With Mick Jagger, no less, as an avid art collector, Donald Sutherland as one of the world’s great painters, Denmark’s Claes Bang (Dracula in the recent Netflix series) as a disgraced critic, “Burnt Orange” heats up with Elizabeth Debicki’s woman of mystery.
“Heresy” begins as Debicki’s Berenice Hollis meets and immediately jumps into Bang’s bed. Is it just a fling? Or is she spying for Jagger’s billionaire, who wants the last and sole painting of Sutherland’s reclusive artist?
“What’s interesting about playing Berenice,” Debicki, 29, said during a one-on-one interview, “as an actress I’m just going to play for truth.”
But “truth” is wobbly in a movie that, she noted, “tells us from the very beginning that we don’t know which narrative and which narrator to trust.
“Everybody has a different checklist of ‘She could be this or that.’ I always just play her as a former schoolteacher from Duluth and I never play any of the other possibilities” — a spy or whore.
“What’s interesting in the relationship between her and Claes’ character is because of where she is in her life, she presents a blank canvas and he can project onto her whatever he wants her to be.
“Some people might do that in order to be mysterious. Maybe they think, ‘I want connection with you, so I will morph into whatever you want me to be.’ Which is a dangerous place to be in the end.
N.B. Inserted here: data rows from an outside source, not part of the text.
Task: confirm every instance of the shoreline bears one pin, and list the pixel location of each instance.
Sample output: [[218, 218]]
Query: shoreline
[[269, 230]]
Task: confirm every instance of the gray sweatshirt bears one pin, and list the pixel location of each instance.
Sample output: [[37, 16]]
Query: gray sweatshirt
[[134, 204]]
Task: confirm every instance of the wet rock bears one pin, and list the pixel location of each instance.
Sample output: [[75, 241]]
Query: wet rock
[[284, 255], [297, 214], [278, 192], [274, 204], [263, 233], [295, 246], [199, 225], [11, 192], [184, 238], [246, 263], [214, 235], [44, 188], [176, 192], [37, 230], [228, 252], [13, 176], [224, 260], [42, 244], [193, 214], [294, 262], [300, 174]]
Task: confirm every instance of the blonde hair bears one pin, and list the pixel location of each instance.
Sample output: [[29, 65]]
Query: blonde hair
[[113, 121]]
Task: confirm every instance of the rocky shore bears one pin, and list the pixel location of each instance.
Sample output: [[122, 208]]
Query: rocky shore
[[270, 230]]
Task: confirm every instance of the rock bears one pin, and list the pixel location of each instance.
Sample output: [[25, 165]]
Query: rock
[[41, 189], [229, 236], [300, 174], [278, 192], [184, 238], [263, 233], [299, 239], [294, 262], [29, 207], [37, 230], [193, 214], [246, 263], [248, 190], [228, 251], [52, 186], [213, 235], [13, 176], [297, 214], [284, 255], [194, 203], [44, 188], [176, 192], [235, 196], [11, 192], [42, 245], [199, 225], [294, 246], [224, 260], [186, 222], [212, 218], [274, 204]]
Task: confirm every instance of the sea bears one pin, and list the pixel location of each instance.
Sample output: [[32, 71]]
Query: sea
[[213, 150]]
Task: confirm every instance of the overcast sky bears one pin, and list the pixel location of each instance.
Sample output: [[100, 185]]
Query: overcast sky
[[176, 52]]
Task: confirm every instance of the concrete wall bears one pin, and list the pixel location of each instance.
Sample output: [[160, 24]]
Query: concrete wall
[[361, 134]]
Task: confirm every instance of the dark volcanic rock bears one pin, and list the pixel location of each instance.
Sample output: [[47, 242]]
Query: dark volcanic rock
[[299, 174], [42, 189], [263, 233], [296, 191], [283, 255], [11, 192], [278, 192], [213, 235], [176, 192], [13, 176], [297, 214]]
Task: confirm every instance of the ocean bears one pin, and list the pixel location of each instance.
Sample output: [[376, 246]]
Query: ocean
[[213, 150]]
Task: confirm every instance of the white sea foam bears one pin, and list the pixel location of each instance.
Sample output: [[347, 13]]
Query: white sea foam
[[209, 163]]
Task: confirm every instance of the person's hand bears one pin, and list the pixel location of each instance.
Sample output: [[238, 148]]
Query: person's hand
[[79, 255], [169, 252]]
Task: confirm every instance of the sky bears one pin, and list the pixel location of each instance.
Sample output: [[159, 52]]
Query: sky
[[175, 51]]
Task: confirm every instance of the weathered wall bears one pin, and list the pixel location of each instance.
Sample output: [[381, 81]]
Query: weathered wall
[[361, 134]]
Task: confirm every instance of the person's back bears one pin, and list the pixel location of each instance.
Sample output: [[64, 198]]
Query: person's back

You become very vulnerable and lose track of yourself.”
Debecki’s soaring international career was boosted first by her murdered lover in the Emmy-winning 2016 “The Night Manager” series with Hugh Laurie and Olivia Colman and then Hollywood’s “The Widows” with Viola Davis and Cynthia Erivo.
This summer she’s opposite Robert Pattinson in Christopher Nolan’s shrouded in secrecy action thriller “Tenet.”
“I grew up in Australia from the age of 6 and currently live in the U.K. I was sort of a gypsy for most of my 20s because I would go between L.A., U.K., Australia. That was my little triangle but now I’m much more based in the U.K.”
As for the “Dunkirk” auteur’s “Tenet,”
“I can say nothing about it — I’m really sorry.”
What was her reaction when Nolan offered her “Tenet”?
“The common phrase that comes to mind,” Debicki replied, “It’s a no-brainer.”